35. The method of claim 34, wherein said nucleic acid is RNA.

36. The method of claim 34, wherein said reagent is the nucleotide sequence of claim 30.

37. The method of claim 34, wherein said reagent is the probe of claim 31.

38. A method of identifying the presence of a glial cell in a subject, comprising the steps of:

a. administering the antibody of claim 13 to the subject; and

b. detecting specific binding of said anti- brevican antibody to brevican in said subject, wherein said specific binding identifies the presence of a glial cell.
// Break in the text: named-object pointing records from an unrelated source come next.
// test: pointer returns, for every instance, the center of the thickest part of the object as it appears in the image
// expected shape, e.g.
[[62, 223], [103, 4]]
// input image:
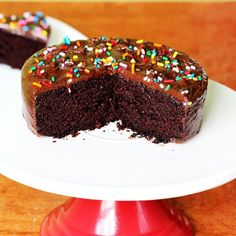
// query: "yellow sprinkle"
[[139, 41], [157, 45], [175, 54], [125, 54], [160, 64], [75, 58], [115, 64], [87, 70], [37, 84], [12, 25], [69, 75]]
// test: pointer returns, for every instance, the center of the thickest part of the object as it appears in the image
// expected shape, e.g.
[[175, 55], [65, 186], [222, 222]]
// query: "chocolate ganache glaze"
[[155, 90], [21, 36]]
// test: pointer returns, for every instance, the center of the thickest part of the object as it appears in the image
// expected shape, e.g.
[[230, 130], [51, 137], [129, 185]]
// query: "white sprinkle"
[[69, 81], [184, 92], [90, 49], [176, 69], [175, 63], [62, 54], [80, 64], [69, 63], [13, 17]]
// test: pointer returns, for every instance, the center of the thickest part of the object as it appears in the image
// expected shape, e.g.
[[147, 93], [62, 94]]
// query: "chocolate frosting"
[[156, 65], [31, 25]]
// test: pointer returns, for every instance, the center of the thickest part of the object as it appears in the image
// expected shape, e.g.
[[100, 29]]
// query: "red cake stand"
[[119, 184]]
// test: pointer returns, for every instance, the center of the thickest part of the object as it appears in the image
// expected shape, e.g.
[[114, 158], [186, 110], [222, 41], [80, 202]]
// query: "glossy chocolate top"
[[153, 64], [31, 25]]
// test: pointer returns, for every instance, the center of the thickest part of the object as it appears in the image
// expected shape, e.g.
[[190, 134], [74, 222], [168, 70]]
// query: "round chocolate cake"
[[150, 88], [21, 36]]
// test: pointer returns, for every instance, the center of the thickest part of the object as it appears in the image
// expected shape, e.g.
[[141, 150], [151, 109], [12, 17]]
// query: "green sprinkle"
[[167, 87], [148, 53], [165, 58], [199, 77]]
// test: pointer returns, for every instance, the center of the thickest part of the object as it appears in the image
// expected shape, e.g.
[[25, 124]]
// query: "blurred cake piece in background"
[[21, 36]]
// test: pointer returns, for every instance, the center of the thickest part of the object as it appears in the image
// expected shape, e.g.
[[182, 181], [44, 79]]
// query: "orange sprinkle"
[[157, 45], [69, 75], [139, 41], [37, 84]]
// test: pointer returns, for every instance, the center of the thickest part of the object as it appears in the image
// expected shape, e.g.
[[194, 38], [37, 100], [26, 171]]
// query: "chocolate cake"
[[21, 36], [152, 89]]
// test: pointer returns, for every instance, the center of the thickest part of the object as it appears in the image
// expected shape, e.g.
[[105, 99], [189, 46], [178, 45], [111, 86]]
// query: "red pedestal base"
[[80, 217]]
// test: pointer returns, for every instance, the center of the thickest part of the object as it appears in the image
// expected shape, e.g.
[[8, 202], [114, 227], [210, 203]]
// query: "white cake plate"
[[107, 165], [110, 165]]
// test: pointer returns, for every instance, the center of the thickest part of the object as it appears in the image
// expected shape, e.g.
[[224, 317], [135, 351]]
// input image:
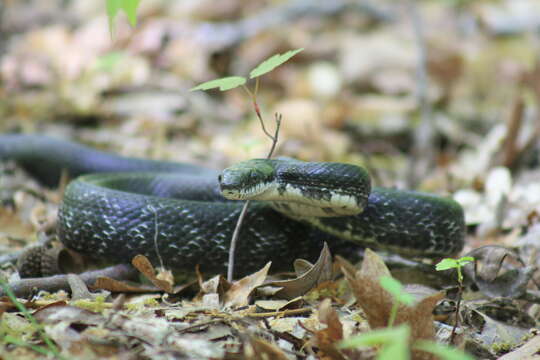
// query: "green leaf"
[[442, 351], [107, 62], [377, 337], [395, 288], [128, 6], [223, 84], [465, 260], [273, 62], [398, 350], [446, 264], [450, 263]]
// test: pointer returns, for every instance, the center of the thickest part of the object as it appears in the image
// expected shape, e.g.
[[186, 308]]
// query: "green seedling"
[[395, 288], [51, 347], [448, 263]]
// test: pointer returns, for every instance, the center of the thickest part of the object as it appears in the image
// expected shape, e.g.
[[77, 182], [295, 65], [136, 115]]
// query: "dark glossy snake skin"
[[177, 209]]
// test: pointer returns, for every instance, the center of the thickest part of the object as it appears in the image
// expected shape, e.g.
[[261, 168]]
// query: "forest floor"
[[442, 97]]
39. A method of directing axonal growth in a subject, comprising administering an effective amount of the substantially purified brevican of claim 1 to the subject.

40. A method of inhibiting axonal growth in a subject, comprising administering an effective amount of the substantially purified brevican of claim 1 to the subject.